# H&B peanut butter



## rodrigo (Jun 29, 2009)

just tried this peanut butter from holland and barrett it is made by meridian and a 1 kilo tub was just over £4:thumb: it has nowt added and although it is a lot softer than the usual ones out there the taste is spot on , great value IMO


----------



## Jem (Mar 5, 2009)

you been living under a rock roddas ?


----------



## rodrigo (Jun 29, 2009)

:thumb :CHEERS JEM YABBA DABBA DOO:bounce:


----------



## noid (Nov 27, 2009)

Why the hell can't I find this stuff?

It's not online and not in my local store!

I'm paying a fortune for my peanut butter at the moment!


----------



## Jsb (Mar 30, 2009)

its sometimes on buy one get one half price too, and tastes lovely sandwhich between nairns oatmeal biscuits(cheese flavour best) also sold in H and B


----------



## Jem (Mar 5, 2009)

I really, really miss the Nairns Oat Biscuits with spiced fruit in them .....you just reminded me - they're yummy

...but not with peanut butter .....


----------



## Jsb (Mar 30, 2009)

cheese flavoured ones go together with peanut butter for some strange reason, realised this from american army ration packs they had a similar thing in there so thought id give it a try and its sexual chocolate


----------



## Jem (Mar 5, 2009)

Jsb said:


> cheese flavoured ones go together with peanut butter for some strange reason, realised this from american army ration packs they had a similar thing in there so thought id give it a try and its sexual chocolate


LOL sexual chocolate :laugh:

Nah - I go through phases with food - had my Nairns cheese oatcakes fix for life I think....I used to have them with scrambled eggs instead of bread and loved it ........now the thought makes me heave :lol: :lol: :lol:

Might try it after the diet though - never say never and all that :thumb:


----------



## treb92 (Jun 10, 2008)

what h&b did you get it in rodrigo i cant find it myself.


----------



## rodrigo (Jun 29, 2009)

lambert said:


> what h&b did you get it in rodrigo i cant find it myself.


abbey centre mate:thumb:


----------



## stephy (May 24, 2009)

i get the meridian stuff off goodnessdirect.com cos my H&B doesnt do it either, hmm i preffer whole earth but cant complain about the meridian

i like the almond butter 2


----------



## rodrigo (Jun 29, 2009)

have not tried the almond butter where does this


----------



## Cliff (May 2, 2010)

just found this and got it on the buy one get one free with oatcakes!

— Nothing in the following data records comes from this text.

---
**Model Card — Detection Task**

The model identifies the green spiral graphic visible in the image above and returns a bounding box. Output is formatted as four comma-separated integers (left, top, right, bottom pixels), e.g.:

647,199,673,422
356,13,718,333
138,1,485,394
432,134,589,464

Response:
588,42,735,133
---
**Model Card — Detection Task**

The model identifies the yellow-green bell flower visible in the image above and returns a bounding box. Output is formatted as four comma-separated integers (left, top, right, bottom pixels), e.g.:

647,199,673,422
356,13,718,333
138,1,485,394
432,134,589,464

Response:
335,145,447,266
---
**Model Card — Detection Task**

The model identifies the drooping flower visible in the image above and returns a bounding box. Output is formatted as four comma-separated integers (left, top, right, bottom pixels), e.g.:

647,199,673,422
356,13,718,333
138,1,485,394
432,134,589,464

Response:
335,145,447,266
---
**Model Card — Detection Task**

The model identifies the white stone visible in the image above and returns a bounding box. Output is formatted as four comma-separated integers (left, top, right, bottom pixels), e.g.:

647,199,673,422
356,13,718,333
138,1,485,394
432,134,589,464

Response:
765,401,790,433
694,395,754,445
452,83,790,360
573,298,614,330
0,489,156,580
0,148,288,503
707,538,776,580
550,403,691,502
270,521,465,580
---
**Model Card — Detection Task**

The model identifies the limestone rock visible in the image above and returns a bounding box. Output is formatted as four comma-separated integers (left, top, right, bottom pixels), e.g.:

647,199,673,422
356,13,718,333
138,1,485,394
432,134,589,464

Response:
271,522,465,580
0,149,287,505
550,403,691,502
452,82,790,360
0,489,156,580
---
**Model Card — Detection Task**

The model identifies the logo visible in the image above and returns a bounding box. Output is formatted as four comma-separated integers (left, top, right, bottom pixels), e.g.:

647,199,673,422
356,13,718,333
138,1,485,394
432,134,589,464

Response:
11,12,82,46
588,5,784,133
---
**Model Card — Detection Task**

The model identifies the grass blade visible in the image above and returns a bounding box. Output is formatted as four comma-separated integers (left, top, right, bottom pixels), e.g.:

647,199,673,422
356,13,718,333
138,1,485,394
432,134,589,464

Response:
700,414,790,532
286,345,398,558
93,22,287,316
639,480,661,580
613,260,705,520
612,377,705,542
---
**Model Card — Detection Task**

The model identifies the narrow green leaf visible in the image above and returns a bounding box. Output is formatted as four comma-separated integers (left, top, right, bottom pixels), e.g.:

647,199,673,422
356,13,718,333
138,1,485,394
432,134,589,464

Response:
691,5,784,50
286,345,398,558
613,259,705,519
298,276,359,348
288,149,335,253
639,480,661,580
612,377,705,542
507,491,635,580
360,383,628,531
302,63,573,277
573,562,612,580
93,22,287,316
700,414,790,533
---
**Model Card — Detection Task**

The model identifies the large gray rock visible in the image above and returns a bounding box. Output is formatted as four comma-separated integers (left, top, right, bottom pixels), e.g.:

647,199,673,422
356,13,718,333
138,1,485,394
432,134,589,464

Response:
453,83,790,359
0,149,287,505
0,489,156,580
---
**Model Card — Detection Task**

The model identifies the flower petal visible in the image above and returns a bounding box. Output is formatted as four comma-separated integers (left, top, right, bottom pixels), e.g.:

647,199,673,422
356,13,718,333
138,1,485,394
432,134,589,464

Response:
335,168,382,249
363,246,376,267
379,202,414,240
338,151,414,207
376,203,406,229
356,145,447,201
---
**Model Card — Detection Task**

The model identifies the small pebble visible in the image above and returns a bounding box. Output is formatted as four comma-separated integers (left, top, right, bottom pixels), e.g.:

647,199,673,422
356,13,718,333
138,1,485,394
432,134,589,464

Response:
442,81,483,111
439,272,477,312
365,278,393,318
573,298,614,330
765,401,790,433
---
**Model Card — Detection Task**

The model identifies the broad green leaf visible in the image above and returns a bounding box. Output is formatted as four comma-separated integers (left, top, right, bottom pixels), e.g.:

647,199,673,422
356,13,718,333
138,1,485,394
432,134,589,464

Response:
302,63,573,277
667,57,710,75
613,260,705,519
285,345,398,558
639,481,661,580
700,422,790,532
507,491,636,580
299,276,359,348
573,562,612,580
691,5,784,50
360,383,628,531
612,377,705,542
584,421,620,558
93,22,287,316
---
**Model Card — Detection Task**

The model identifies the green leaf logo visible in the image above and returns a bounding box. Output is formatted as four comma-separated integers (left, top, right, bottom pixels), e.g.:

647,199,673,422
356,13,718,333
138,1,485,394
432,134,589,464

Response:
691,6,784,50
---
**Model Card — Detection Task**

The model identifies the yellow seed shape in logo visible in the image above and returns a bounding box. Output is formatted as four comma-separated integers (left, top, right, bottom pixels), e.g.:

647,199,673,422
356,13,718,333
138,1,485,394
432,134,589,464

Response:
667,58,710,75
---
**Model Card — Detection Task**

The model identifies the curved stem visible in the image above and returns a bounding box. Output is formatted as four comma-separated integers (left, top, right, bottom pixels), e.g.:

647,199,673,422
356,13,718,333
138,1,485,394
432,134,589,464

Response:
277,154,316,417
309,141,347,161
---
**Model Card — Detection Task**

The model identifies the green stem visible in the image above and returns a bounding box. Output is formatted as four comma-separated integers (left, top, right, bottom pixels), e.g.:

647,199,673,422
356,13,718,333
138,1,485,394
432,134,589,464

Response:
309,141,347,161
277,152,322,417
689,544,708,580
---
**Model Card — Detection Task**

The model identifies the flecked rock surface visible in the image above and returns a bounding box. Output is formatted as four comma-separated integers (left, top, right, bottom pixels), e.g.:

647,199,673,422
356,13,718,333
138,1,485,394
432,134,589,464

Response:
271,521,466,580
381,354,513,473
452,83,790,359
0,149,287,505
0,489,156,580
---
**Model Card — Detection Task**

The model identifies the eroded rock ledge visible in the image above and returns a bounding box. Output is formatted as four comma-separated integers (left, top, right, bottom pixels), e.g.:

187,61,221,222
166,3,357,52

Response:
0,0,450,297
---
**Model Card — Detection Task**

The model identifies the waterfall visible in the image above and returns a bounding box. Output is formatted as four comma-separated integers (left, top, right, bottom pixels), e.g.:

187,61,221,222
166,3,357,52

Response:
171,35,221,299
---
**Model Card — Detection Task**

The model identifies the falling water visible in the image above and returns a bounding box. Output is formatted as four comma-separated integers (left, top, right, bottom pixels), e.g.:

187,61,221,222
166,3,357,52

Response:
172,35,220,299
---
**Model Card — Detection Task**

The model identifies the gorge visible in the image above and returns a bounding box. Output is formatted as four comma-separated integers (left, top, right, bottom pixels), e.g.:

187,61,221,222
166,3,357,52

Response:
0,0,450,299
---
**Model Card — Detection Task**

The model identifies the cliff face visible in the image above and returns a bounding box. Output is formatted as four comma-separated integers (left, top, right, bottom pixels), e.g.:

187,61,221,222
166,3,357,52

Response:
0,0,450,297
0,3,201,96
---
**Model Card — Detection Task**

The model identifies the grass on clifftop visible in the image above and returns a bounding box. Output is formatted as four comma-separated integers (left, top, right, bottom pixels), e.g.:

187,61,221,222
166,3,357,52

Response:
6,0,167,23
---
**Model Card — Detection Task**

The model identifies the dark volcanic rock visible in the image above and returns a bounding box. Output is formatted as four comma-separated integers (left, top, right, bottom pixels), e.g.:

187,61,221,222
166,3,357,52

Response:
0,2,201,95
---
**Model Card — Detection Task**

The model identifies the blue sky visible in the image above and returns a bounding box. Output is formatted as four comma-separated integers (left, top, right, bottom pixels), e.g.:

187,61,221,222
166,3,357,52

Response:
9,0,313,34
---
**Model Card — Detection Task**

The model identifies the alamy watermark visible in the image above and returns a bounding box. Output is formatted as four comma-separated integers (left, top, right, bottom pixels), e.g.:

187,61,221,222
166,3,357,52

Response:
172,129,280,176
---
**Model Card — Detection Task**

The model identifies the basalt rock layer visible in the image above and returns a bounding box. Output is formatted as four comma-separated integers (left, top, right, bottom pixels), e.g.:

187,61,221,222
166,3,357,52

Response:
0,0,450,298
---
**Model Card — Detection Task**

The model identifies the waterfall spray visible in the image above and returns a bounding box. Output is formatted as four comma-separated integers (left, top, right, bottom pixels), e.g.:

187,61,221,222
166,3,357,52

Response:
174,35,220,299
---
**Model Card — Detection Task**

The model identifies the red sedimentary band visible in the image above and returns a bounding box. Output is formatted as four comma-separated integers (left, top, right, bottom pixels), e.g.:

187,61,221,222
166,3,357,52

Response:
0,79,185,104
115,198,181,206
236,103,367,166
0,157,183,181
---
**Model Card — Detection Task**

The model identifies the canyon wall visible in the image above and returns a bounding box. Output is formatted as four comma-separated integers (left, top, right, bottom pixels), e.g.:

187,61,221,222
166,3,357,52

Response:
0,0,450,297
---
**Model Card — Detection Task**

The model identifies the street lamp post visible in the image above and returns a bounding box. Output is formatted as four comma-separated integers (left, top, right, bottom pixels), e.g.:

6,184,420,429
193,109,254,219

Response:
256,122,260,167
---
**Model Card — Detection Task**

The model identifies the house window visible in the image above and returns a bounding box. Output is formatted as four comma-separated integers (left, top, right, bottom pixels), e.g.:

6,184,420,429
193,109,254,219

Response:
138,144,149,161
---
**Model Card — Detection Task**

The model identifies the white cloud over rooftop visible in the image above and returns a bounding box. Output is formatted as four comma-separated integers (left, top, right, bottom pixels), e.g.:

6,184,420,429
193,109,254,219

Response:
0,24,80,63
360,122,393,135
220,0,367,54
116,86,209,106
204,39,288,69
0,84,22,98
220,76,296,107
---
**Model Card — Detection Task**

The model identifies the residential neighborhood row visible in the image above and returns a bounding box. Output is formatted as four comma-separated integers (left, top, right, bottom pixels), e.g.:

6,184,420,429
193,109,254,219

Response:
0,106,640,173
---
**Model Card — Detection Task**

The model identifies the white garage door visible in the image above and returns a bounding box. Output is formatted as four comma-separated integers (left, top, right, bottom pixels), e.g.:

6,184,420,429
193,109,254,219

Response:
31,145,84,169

Cant believe what I've been missing!!


----------



## MissBC (Apr 29, 2008)

rodrigo said:


> have not tried the almond butter where does this


meridian... H&B also


----------



## Nidge (Jan 22, 2007)

Can't find the PB in our Holland and Barret.


----------



## Cliff (May 2, 2010)

Cliff said:


> just found this and got it on the buy one get one free with oatcakes!
> 
> Cant believe what I've been missing!!


Am I eating too much of this? I'm giong through a kg tub every two weeks.. :confused1:


----------